2012 will be a challenging year in that several pieces new to me are on the horizon. Some old favorites will also renew their acquaintance, and a Pops series that is up there with the best of them lay in store.
Our first performance this year, as in most recent years, will be the Martin Luther King, Jr. Celebration Concert at the Bijou Theatre on Sunday, January 15. Michael Rodgers, the Knoxville Opera Gospel Choir and the MLK Celebration Choir will melt our faces with a mix of Gospel and inspiring classical selections.
Stepping to the plate later that week will be Mozart on the 19th and 20th. I haven’t played the “Elvira Madigan” piano concerto since my first season here, 1986, although I’d played it several times already in the 80's. The harmonies the muted violas create in the slow movement have appeared in dreams I’ve had, so aloof and moody. A new-to-me (no. 23) and a tried-and-true (no. 40) Mozart Symphony sandwich the concerto in this Masterworks production led by guest conductor Edward Cumming. Maestro Cumming is Orchestra Director at the Hartt School of Music, my alma mater.
Baroque music closes out the month with James Fellenbaum leading and playing works of Bach, Purcell, Handel and Vivaldi. The two Bach works, Brandenburg Concerto No. 6 and Orchestral Suite No. 2 in B Minor are prime examples of works whose titles reveal very little of the caliber of perfection achieved in their composition.

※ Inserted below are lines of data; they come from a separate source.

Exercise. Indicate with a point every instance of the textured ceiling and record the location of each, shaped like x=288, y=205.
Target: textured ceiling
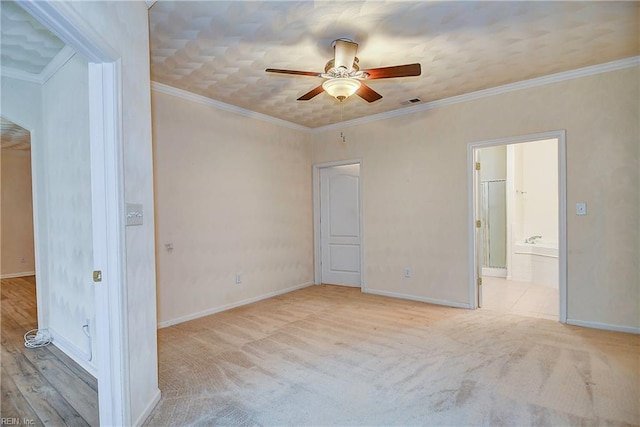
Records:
x=13, y=137
x=220, y=49
x=25, y=44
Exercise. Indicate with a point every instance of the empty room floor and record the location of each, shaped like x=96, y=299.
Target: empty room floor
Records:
x=330, y=355
x=40, y=386
x=522, y=298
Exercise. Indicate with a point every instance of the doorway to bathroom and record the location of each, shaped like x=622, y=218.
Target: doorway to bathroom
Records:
x=519, y=242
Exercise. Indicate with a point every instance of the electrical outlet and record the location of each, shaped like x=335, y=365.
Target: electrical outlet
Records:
x=581, y=208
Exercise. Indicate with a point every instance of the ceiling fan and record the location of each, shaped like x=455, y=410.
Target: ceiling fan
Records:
x=344, y=77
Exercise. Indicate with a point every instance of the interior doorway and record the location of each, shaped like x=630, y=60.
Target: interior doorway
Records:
x=519, y=234
x=338, y=223
x=107, y=205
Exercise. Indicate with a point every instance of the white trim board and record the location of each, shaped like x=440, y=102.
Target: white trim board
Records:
x=512, y=87
x=107, y=193
x=226, y=307
x=604, y=326
x=434, y=301
x=77, y=355
x=14, y=275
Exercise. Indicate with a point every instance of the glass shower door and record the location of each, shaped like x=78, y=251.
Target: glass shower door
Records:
x=494, y=198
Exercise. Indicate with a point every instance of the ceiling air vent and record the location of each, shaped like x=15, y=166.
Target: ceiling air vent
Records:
x=411, y=101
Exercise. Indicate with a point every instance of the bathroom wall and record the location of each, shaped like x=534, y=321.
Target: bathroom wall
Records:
x=414, y=177
x=536, y=188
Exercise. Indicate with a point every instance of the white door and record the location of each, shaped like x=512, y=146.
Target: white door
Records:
x=340, y=224
x=478, y=208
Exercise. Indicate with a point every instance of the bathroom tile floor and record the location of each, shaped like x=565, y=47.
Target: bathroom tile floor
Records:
x=523, y=298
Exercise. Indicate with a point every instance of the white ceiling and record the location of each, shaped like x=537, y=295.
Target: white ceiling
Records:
x=14, y=137
x=26, y=45
x=220, y=49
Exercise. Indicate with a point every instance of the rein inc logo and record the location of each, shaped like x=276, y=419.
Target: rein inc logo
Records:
x=14, y=421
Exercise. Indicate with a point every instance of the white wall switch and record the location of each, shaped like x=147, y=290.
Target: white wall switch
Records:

Our Pops series is going to rock with Manhattan Transfer and Richard Marx topping the bill on Feb. 4th and March 16th, respectively. Works that shine in the advancing musical firmament are Mahler’s 2nd, Schoenberg’s Nacht, Holst’s Planets, Debussy’s Mer, and Ravel’s Piano Concerto in G. In the chamber department Stravinsky’s Concerto in D, Chausson’s Concerto for Violin, Piano and String Quartet, and Schubert’s Piano Trio in E-flat are all new pieces for me that invite me into their mystery. Wow. Better get to work.